I could never give statistics for the intangibles such as knowing that people cared, that they were pulling for us, praying for us, thinking of us. That when we were down, they encouraged, they cheered and they lifted up our countenances when we were simply too tired to go on. There have been many times when WE did not keep going, for we simply could not, YOU kept going--and you carried us.
How do you put this into words? "Thank you" seems so meager. How about we promise to do our very best to be here to provide cheese and milk to every one of you--and your children and your children’s children for years to come?
Now, for some housekeeping details.
Our dairy inspector is supposed to come out again this week to test the thermometer. We do not anticipate issues, and if all goes well, we should be back at market next weekend, May 23. Please keep us in your thoughts/prayers that nothing else comes up to prevent this from happening.

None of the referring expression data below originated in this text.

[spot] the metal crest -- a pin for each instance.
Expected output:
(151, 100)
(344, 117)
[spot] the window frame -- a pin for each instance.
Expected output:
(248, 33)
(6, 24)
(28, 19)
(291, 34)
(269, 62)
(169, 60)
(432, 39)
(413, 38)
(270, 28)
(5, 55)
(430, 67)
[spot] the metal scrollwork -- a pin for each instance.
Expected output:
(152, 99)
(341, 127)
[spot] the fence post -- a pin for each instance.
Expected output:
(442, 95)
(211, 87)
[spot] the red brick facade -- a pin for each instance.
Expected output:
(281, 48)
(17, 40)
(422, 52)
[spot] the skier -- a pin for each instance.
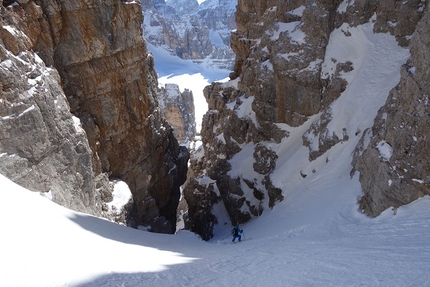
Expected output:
(236, 232)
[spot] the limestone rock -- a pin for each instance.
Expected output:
(178, 109)
(191, 31)
(42, 145)
(394, 166)
(279, 78)
(108, 79)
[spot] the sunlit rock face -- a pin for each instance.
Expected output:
(286, 73)
(108, 79)
(191, 31)
(178, 109)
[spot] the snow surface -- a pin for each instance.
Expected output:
(187, 75)
(315, 237)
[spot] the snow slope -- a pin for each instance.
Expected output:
(187, 75)
(315, 237)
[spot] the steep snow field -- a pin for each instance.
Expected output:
(315, 237)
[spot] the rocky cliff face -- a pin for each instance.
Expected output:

We have sent out many "thank you" cards, we even saw some of the 'free cheese' coupons redeemed before we had to pull out of markets. We are still working on the 'thank yous', coupons and other 'thank you' gifts. To be brutally honest, we have been so overwhelmed with living largely hand to mouth, trying to keep 14 people and some 4 dozen goats going that it has been hard to keep up with the postage when we were so close to the edge, but I promise, we will get there.

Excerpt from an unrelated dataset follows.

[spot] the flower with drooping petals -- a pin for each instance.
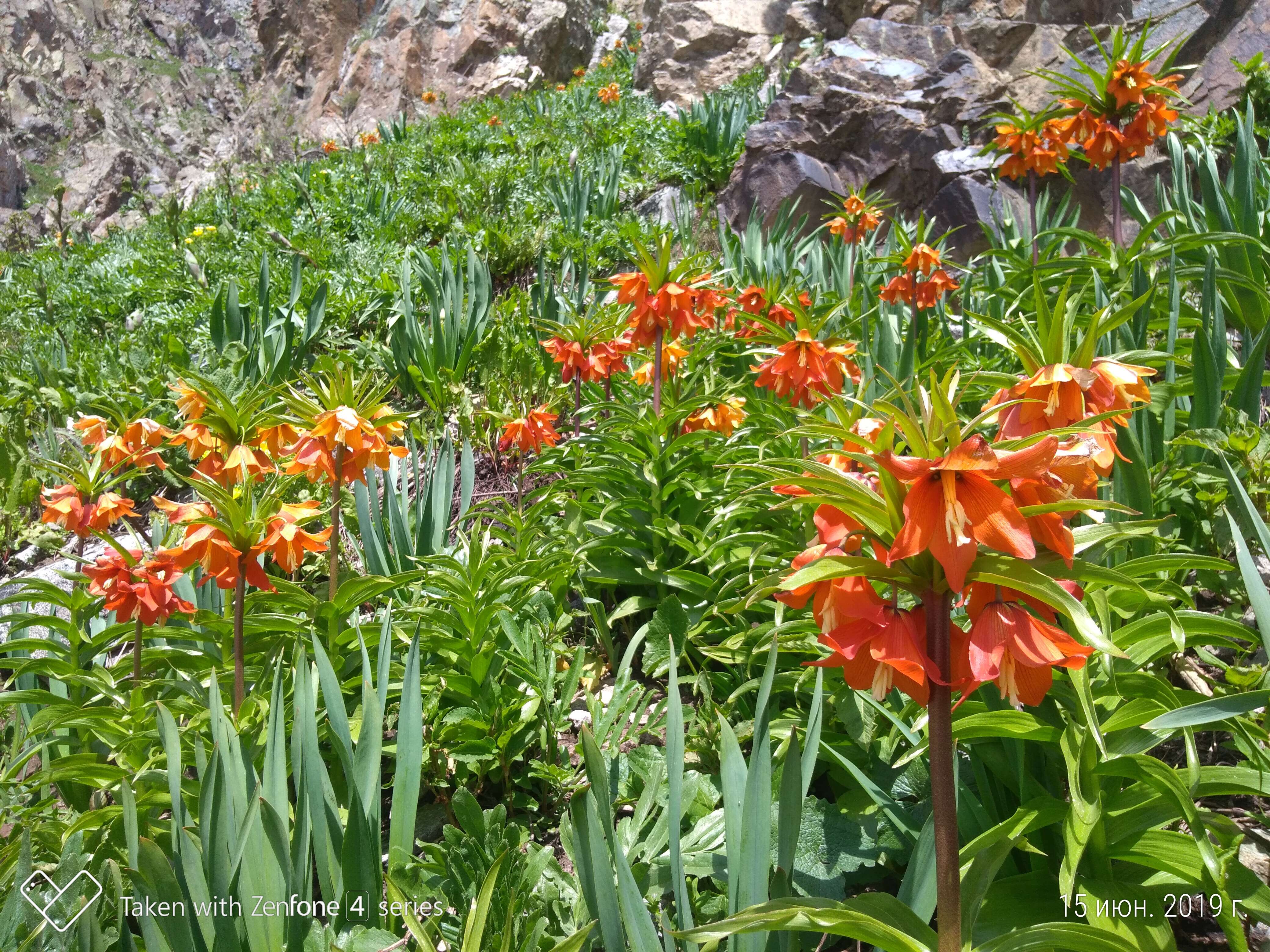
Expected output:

Lastly, this site has become important to us as a means of updating everyone. It is bittersweet to contemplate shutting this down for this reason. We have loved being able to come here and share where we are and what is going on and have the give and take of messages and comments. Obviously, we cannot keep a gofundme open forever! So, we are asking for your thoughts. Some ideas...we could simply transfer all of this over to facebook, but it will exclude the few who are not on facebook. We could pick up the blog that has been languishing and bring it to life again. We could also revisit the idea of an electronic newsletter. What do y’all think? Or should we just let it die and those who want to follow us can figure out a way to do so on their own? Feedback appreciated, here!
And again...thank you. We owe you more than we could possibly express.
I would love if you out the updates on Facebook. I know I will be able to keep up with you then. Please let us know what markets you will be at.
Congrats! So happy to hear about the babies and the babies to come!
Dont listen to them. They dont understand how your family inspires others and gives us hope that choosing to follow one's heart IS worthwhile.
The thought of folks attacking you is no surprise! Extremely sad but not surprising. Personally, I believe that You are special! You are a large family trying to keep a family farm going! Isn't that a very special and important thing in our country!!! Don't give up! Don't be discouraged! Keep pressing toward the mark that the LORD has shown you. Praying for you folks!!!
Don't give up. Please. I respect your family so very much. You are wonderful people.